At the festival’s end the Jasmin Vardimon Company visited the Playhouse with their show Freedom. It is an exploration of the idea of freedom in a series of brief, not directly connected scenes, which unfold in a dreamlike, tropical landscape. This atmosphere is to a great extent the product of the set – two huge constructions of hanging white industrial tubes, having a weird, postmodern beauty to them, lit as if through the branches of a rainforest. The work of the dancers themselves was mixed. There was something satisfying in the way a fairly simple movement sequence, in which the dances charged onto the stage, placed a hand on the floor and span round it, was used to imply quite different bits of narrative. When first used it represented simple exuberance, a few scenes later it was executed by the company as they ducked from a bird-shaped shadow that flew just above them, then the dancers employed it in chasing one of their number, a woman, as if they were hounds. Beyond this however, there wasn’t much that was formally interesting, and in the less dance-like sequences the ideas became kitsch.
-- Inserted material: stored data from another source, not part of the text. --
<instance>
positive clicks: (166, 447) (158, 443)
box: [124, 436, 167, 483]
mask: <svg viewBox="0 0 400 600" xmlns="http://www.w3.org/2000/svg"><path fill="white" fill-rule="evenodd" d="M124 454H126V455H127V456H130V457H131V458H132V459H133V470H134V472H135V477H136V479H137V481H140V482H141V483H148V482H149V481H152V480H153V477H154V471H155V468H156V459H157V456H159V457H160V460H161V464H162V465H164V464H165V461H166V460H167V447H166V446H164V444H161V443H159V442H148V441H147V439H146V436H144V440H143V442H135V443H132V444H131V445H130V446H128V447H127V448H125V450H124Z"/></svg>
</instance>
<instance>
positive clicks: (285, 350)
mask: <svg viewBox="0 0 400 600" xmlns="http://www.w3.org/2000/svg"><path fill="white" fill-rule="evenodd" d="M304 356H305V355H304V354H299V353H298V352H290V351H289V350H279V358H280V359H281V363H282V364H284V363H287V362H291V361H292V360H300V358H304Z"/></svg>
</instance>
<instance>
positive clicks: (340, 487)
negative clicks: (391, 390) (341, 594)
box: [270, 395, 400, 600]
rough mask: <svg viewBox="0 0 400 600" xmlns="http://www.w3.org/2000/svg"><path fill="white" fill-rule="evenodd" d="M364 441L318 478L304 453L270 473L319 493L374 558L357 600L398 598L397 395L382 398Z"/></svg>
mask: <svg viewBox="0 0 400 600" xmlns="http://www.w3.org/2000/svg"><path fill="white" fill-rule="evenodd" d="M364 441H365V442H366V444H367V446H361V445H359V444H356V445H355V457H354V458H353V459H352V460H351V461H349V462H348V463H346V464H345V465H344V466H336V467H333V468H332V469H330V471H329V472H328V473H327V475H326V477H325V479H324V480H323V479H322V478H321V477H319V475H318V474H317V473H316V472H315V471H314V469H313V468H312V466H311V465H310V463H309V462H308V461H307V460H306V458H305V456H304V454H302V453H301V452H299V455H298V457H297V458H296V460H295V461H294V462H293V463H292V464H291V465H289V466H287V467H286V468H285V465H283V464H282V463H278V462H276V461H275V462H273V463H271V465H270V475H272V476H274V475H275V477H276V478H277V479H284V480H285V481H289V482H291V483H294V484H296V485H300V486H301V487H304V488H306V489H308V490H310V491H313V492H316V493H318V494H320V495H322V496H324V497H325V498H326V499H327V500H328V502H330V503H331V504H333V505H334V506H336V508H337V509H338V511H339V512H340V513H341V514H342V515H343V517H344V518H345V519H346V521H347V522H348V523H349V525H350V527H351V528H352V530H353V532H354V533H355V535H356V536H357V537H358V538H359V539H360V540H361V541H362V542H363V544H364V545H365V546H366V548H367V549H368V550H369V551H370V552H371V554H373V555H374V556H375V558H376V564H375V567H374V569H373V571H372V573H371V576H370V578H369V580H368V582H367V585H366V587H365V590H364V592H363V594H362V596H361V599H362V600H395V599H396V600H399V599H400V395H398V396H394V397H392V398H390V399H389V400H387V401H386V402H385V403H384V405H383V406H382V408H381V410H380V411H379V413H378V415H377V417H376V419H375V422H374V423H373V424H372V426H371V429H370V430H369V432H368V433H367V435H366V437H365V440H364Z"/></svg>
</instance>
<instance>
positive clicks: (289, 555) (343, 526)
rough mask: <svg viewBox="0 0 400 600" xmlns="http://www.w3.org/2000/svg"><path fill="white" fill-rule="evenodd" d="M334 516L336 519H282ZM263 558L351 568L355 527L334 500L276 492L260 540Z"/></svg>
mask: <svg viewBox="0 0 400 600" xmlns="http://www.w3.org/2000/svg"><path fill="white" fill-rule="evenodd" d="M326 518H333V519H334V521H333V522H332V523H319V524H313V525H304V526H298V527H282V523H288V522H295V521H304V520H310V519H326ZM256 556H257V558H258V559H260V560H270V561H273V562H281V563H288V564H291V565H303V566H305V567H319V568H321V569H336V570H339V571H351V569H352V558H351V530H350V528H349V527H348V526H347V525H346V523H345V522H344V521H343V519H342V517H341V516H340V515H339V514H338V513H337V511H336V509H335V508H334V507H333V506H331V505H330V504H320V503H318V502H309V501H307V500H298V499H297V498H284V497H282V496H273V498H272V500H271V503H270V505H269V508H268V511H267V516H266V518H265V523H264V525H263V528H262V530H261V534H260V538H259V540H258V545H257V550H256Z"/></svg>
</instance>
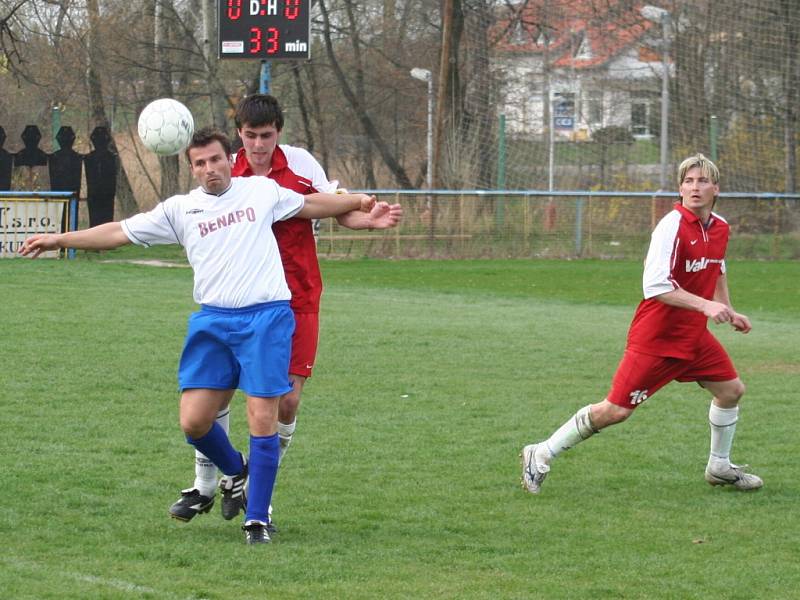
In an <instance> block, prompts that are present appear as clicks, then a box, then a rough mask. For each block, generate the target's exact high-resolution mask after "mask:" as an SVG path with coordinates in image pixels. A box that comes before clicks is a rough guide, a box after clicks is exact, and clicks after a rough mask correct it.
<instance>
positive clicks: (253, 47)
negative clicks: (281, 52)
mask: <svg viewBox="0 0 800 600" xmlns="http://www.w3.org/2000/svg"><path fill="white" fill-rule="evenodd" d="M266 33H267V36H266V39H264V34H263V33H262V32H261V30H260V29H259V28H258V27H251V28H250V40H249V41H250V49H249V50H248V52H249V53H250V54H258V53H259V52H261V50H262V49H263V50H264V51H265V52H266V53H267V54H275V53H277V52H278V49H279V48H280V46H279V43H278V39H279V38H280V31H278V30H277V29H276V28H274V27H268V28H267V29H266Z"/></svg>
A recreation of John Lennon and Yoko Ono’s bed protest was quite funny but too bluntly a manifestation of the theme of the piece. A long narration about a mermaid that is captured by an evil rabbit, accompanied by fairly inexpert shadow puppetry, made me cringe. There were good bits, notably a swan out of the Tchaikovsky ballet getting her arms trapped in two of the tubes that constitute the set, but they were outnumbered by images too crudely related to the title theme.

At its first performances in the November of last year Freedom was criticised by the dance critics of many national papers as very obviously sub-Pina Bausch. Perhaps everything that is obviously derivative of something else is really never more than a misunderstanding of the thing it seems inspired by. That at any rate was what I’d say was wrong with Freedom. Take the two choreographers’ use of speech. The dancers’ speech here was simple and childish rather than absurdist – one girl comes on stage at regular interval to infuriate us with “I want to tell you a story”. Similar can be said of the dancing. Vardimon’s work didn’t have Pina Bausch’s emotional force in it. Throughout there was never any of the latter’s strange, cruel beauty and minute observation of ordinary life. You got the sense Vardimon had just started with the abstract idea of freedom, possibly because of strong political feelings, and tried to go straight from idea into the dance-theatre without properly examining the elements out of which she was to create her artwork. That is, human emotion as it appears in real life instances, and how that emotion can be expressed on stage in movement and words.

Perhaps I’ve dealt too harshly with the local work in Moving with the Times, treating them in the same way I would have that of more prestigious artists, but I don’t believe I have. We saw with Freedom that the problems with most of those pieces, ie. unhelpful points of inspiration and triteness and simplicity of images, are problems that can be found in the work of even a well respected company that performs all over Europe, and are therefore problems that need to be discussed. We saw with Triple-Entendre that provincial dance can be very good. At the risk of seeming to force a message out of the fairly random selection of Dancin’ Oxford pieces I saw, I’d say the Oxford scene could learn a lot from the Balbir Singh Dance Company, the group behind Decreasing Infinity. All were technically extremely capable, and if their contemporary piece was not up to the standard of their Classical dance, it was still very good and still certainly on the right track. The dance was about dance, not about happiness or inertia, and I think all good dance, even when it is also about something else, even when it tells a story or illustrates the structures of a piece of music, even when it is combined with spoken text, necessarily has dance, in a sense, as its subject.